Wasserstein Distance From Scratch Using Python

The Wasserstein distance (also known as Earth Mover Distance, EMD) is a measure of the distance between two frequency or probability distributions. Wasserstein distance is often used to measure the difference between two images. And Wasserstein distance is also often used in Generative Adversarial Networks (GANs) to compute error/loss for training.

There are several different versions of Wasserstein distance. There are versions that work with discete data and versions for mathematically continuous data. There are versions for 1-D data (each point is a single value) and versions for n-dimensional data (each point has n values). And there are “p versions” which are denoted by 1-Wasserstein (aka W1 for p = 1), 2-Wasserstein (aka W2 for p = 2), and so on. Unless otherwise stated the default is p = 1 (1-Wasserstein, W1) which means you look at the absolute value of differences. If p = 2 you compute the square root of squared differences. If p = 3 you compute the cube root of distances cubed, and so on.

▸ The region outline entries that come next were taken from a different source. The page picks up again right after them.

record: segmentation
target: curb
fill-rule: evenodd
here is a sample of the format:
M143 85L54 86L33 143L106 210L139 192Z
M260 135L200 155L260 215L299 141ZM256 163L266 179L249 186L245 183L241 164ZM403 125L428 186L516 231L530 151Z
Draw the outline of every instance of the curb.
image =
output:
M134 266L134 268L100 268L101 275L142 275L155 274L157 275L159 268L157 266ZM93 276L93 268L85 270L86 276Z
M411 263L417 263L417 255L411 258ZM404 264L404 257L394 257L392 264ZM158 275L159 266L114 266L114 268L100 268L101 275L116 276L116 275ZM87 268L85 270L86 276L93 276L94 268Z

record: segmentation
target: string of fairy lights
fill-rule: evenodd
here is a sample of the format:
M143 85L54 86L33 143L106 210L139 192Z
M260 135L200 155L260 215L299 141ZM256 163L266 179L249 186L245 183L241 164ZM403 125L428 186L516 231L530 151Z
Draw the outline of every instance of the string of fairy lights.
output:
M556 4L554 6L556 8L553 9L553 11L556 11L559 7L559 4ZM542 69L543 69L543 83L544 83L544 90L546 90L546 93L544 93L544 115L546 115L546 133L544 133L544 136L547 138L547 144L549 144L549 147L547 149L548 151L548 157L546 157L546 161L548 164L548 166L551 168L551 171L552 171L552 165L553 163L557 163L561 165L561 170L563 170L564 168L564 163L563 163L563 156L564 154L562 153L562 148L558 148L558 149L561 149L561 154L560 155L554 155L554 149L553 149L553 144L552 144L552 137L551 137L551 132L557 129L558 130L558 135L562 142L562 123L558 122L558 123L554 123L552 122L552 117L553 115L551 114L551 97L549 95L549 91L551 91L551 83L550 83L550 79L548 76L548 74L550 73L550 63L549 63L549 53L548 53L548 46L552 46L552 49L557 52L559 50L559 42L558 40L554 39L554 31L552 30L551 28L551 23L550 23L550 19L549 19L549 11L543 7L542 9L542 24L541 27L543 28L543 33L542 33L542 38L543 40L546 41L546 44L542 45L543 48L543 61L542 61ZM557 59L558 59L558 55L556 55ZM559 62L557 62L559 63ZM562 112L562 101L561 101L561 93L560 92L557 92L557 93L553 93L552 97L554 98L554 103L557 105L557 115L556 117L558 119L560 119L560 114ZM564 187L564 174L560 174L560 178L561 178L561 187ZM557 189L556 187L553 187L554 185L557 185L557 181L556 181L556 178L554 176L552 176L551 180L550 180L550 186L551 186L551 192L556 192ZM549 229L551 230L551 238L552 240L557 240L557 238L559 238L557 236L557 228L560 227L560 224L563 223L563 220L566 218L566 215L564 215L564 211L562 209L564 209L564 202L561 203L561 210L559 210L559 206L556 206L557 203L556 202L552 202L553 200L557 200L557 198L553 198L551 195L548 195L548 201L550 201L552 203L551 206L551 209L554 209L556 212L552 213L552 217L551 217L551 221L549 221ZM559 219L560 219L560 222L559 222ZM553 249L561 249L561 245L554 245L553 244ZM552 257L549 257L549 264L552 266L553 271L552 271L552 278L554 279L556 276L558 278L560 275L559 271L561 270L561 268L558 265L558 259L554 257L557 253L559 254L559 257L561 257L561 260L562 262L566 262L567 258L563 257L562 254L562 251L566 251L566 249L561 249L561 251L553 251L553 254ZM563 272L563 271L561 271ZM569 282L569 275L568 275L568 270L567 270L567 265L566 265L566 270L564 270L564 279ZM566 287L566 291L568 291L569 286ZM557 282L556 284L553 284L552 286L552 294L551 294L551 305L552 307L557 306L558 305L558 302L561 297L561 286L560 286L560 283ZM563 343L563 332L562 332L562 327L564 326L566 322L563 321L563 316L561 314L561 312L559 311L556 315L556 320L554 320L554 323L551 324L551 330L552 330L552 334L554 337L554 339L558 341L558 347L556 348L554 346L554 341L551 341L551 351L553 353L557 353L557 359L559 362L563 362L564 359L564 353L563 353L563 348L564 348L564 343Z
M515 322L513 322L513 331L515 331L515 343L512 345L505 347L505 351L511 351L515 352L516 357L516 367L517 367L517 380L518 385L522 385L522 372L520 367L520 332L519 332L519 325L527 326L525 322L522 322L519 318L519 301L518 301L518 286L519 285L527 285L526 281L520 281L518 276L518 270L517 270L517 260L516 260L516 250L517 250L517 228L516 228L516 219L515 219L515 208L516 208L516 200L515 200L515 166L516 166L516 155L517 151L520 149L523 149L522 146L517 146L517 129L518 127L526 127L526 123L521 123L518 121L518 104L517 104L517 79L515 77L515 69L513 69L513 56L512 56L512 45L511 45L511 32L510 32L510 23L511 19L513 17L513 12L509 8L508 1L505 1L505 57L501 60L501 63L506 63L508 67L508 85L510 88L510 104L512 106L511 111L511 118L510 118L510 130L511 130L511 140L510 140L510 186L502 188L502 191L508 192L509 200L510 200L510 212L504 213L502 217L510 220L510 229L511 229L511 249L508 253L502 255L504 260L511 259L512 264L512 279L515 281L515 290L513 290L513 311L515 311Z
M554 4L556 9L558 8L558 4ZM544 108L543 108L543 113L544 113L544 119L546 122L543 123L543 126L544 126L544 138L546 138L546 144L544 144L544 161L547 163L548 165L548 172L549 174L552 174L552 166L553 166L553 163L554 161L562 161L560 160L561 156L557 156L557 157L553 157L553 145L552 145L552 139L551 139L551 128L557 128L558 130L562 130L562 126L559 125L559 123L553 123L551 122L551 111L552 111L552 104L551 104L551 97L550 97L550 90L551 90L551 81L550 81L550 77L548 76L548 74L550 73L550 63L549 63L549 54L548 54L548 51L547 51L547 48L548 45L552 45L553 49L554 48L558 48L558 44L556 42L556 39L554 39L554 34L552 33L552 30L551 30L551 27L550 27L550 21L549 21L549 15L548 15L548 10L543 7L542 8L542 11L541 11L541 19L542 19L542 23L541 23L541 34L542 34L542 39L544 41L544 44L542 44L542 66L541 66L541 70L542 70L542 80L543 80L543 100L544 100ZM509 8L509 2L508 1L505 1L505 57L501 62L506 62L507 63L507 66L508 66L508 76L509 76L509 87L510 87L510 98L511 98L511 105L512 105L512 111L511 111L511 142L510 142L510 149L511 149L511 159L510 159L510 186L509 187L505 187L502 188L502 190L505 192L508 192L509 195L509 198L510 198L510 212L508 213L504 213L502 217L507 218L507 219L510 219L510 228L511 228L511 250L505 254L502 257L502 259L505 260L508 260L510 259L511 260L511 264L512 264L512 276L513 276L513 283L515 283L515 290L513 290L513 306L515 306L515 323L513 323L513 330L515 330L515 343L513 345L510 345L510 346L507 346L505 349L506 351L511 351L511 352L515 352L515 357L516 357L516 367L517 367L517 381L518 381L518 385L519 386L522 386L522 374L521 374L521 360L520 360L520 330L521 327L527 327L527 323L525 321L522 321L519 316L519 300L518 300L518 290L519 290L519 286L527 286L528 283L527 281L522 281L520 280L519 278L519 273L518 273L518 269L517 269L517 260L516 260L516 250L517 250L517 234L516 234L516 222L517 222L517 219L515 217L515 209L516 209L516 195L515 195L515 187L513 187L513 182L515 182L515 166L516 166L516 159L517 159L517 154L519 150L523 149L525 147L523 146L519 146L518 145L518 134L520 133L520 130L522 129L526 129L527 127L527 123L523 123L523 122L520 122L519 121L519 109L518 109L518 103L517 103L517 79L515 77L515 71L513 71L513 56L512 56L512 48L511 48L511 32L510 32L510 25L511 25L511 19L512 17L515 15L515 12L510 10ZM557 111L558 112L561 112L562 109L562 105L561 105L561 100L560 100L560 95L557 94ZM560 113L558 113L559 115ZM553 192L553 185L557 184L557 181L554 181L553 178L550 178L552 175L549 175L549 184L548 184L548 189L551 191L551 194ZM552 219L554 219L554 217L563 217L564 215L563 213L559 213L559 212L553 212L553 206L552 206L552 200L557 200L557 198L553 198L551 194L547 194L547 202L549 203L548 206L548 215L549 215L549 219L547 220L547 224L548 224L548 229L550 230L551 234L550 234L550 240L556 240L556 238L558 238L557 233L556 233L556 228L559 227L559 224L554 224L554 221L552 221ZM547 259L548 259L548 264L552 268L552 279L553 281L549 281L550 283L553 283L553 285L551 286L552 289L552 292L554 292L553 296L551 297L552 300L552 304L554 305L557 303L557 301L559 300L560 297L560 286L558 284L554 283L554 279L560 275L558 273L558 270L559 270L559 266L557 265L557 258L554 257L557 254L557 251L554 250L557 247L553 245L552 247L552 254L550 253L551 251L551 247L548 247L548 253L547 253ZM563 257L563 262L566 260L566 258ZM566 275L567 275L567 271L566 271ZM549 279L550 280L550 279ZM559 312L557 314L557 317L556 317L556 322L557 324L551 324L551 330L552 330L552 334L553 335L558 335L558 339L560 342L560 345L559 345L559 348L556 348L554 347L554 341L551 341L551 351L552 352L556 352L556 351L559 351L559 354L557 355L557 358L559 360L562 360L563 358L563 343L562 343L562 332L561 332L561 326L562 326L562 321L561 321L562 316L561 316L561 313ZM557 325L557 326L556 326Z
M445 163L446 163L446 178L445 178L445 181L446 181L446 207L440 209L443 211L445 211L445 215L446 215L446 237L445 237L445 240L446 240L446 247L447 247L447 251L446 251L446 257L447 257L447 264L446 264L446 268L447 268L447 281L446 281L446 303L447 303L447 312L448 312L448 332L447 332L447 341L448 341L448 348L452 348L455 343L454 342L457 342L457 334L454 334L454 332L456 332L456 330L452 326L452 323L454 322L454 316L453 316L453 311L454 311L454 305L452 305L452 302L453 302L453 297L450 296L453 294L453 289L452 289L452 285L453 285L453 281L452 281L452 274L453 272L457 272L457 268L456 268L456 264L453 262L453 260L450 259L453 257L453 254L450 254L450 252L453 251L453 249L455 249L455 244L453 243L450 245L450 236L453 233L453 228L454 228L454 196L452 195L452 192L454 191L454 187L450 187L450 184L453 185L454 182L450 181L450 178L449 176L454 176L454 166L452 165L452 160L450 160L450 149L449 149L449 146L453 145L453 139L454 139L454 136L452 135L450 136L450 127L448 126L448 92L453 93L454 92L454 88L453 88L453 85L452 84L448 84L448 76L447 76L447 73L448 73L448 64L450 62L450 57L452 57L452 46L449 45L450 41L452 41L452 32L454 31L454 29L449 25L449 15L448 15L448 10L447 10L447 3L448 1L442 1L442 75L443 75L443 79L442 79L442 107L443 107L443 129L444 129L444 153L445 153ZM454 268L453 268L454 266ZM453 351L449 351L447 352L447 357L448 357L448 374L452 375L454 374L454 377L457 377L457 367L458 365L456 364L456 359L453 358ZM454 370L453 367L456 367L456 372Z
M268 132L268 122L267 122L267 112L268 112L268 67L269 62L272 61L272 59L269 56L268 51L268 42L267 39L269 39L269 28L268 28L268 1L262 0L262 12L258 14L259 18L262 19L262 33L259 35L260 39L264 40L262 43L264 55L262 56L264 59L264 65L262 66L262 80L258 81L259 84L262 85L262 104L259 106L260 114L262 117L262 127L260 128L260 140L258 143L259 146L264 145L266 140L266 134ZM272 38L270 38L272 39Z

When I write “Wasserstein distance from scratch”, this isn’t really correct. I really mean Wasserstein distance for p = 1, for 1D discrete data, where the data is a probability distribution (the values sum to 1.0). The version I implement is more accurately described as 1D discrete probability distribution information transfer distance — but that’s a bit too wordy.

Briefly, if one of the distributions is called “dirt” and the other distribution is called “holes”, the Wasserstein distance is the minimum amount of work required to move the dirt into the holes. Put another way, Wasserstein is the effort required to transform one distribution into another.

Some time ago I explored exactly how the Wasserstein distance is calculated by doing an example by hand. I verified my understanding by running my example problem through the scipy library wasserstein_distance() function.

But in the back of my mind, I wasn’t completely satisfied with my knowledge because the scipy function was a black box to me. The idea percolated in the back of my mind until it bubbled up and nagged me to the point where I decided to implement a Wasserstein distance function from scratch.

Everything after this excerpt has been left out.